L’opposition à HR 3202 n’implique pas un soutien à la normalisation des États-Unis avec Assad, mais seulement une reconnaissance du fait que faire obstacle à l’engagement diplomatique et économique de nos partenaires régionaux serait contre-productif à la fois pour les intérêts américains et pour le bien-être du peuple syrien.
En mai, la Ligue arabe a voté en faveur de la normalisation des relations avec la Syrie de Bachar Al-Assad et de la réadmission de la Syrie au sein de la Ligue. L’adhésion de la Syrie a été suspendue il y a 12 ans en raison de la brutalité d’Assad dans la guerre civile syrienne et de la conviction qu’il serait chassé du pouvoir. Les pays de la Ligue arabe qui soutiennent maintenant la normalisation, comme l’Arabie saoudite, étaient auparavant de fervents partisans des efforts visant à renverser Assad.
Arab League normalization of relations with Syria conflicts with current U.S. policy toward Assad-controlled Syria. U.S. policy calls for the diplomatic and economic isolation of Syria, including through extensive economic sanctions that prevent the reconstitution of the devastated Syrian economy and infrastructure.https://www.youtube.com/live/MFsFOS5Odno?feature=share&t=875." rel="footnote">1 Les efforts des États-Unis pour isoler la Syrie remontent au début de la guerre civile du pays en 2011, mais n’ont pas chassé Assad du pouvoir.
Les membres de la Ligue arabe semblent avoir conclu que les efforts pour isoler et renverser Assad ont échoué et que la politique actuelle aggrave les choses. Tant que l’économie syrienne restera en ruines, davantage de réfugiés sortiront du pays, le commerce illégal de la drogue augmentera et davantage de Syriens rejoindront des groupes radicaux. Ils soutiennent que seuls l’engagement et une voie permettant au peuple syrien traumatisé de reconstruire sa vie peuvent commencer à inverser ces tendances, et également saper la dépendance d’Assad à l’égard de l’Iran.

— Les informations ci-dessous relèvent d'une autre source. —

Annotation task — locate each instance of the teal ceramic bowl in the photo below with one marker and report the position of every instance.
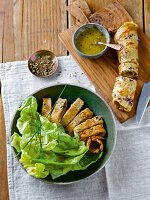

The United States has already stated its opposition to normalization. The official U.S. position is that only compliance with U.N. Security Council Resolution 2254 — a 2015 resolution calling for democratic elections in Syria — can end the conflict and make it appropriate to normalize relations with the resulting Syrian government.https://www.foreignaffairs.com/articles/syria/2020-08-17/pointless-cruelty-trumps-new-syria-sanctions." rel="footnote">2 However, it also appears that unofficially, the United States is interested in the question of whether diplomatic outreach by neighboring countries could contribute to Assad making concessions on issues like drug trafficking, refugees, and humanitarian needs.Al Jazeera, May 19, 2023, https://www.aljazeera.com/news/2023/5/19/conundrum-how-the-us-is-dealing-with-assad-normalisation." rel="footnote">3
H.R. 3202 intensifie les sanctions économiques contre la Syrie qui sont actuellement en place en vertu de la loi César de 2019. Il interdit également la reconnaissance de la Syrie par le gouvernement américain et exige l’opposition des États-Unis aux efforts de normalisation des pays voisins.
Le projet de loi intensifie les sanctions existantes de la loi César de la manière suivante :
• Prolongation de huit ans, de fin 2024 à fin 2032, la date d’expiration des sanctions de César.
• S’ajouter à la liste des transactions qui font l’objet de sanctions.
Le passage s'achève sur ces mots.